The Global Affiliate Network has over 500 volunteers and community members who serve as Creative Commons representatives in over 85 countries. This network is broken down into community or network platforms in four general areas: 1) open education platform, 2) copyright reform platform, 3) community development platform, and 4) a repository platform called GLAM, which is an acronym that stands for galleries, libraries, archives, and museums. Indeed, what began as a technical exercise to assign an open license to a piece of work has turned into a global movement that is certain to continue to grow.

Let’s shift gears a bit and look now specifically at the different types of Creative Commons licenses that exist.

There are several types of Creative Commons licenses that are available, but all have one thing in common.  They all include an attribution clause. An attribution clause allows others to copy, distribute, display, perform, and remix a piece of work if they credit the source as requested by the original author. There are times when such a request does not exist, so typically, users will simply include a hyperlink so that others can find the original work.  An example of this might be an image found online that’s license under Creative Commons but lacks any specific request for attribution.  

Beyond the attribution clause, the content creator then must make three distinct decisions about how to license one’s work.  First, will the work include a no derivative works clause, which means that others can only copy, distribute, display, or perform verbatim copies of the work.  Authors of books, for instance, may choose a no derivative works clause so that the book never undergoes any changes as copies are being passed down to users.

The second decision one needs to make when deciding on the most appropriate Creative Commons license is whether or not to assign a share-alike clause.  A share alike clause allows others to distribute a piece of work under a license identical to the one chosen for the original work. The absence of a share alike designation means that users are allowed to change the type of license.  For example, let’s a teacher creates a lesson plan and assigns a CC-BY license (attribution, commercial license).  Someone using this lesson plan is free to not only make changes to the lesson plan (a no derivative works designation was not assigned) but also change the license to a non-commercial license.

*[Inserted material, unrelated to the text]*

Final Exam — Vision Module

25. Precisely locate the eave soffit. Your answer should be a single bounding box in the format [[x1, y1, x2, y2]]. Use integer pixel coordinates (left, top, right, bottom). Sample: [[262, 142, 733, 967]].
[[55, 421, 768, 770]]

So, by way of example, the third decision a content creator makes, is to decide whether or not to assign a commercial or non-commercial license to the work.  A non-commercial license is when others can copy, distribute, display, perform, or remix a piece of work but for non-commercial purposes only.

In summary, content creators, teachers, students, etc. have a lot of flexibility when it comes to determining the most appropriate Creative Commons license for a particular context.  All versions of Creative Commons licenses include an attribution clause that forgoes asking for permission but requires one to give credit to the original author of the work.  From there, one decides for or against the following three options: no derivative works, share alike, and non-commercial.

Today, I look back at the beginning of my teaching career and see how some things have changed while others have not.  I still feel that my original mindset of sharing and contributing to open, online spaces remains the same.  I still encourage my students to make their own knowledge public and try to reveal the benefits of continually cultivating an online “footprint” for professional pursuits.  But what has changed is what I have learned and continue to learn about Creative Commons and the kinds of technologies used to interact with others so that my own professional learning becomes more intertwined with the professional learning of others.

I thank you for watching and encourage you to learn what you can about Creative Commons so that you consistently make good, purposeful decisions that relate to your ongoing development as a teacher and life-long learner, both in terms of content creation and relationship building.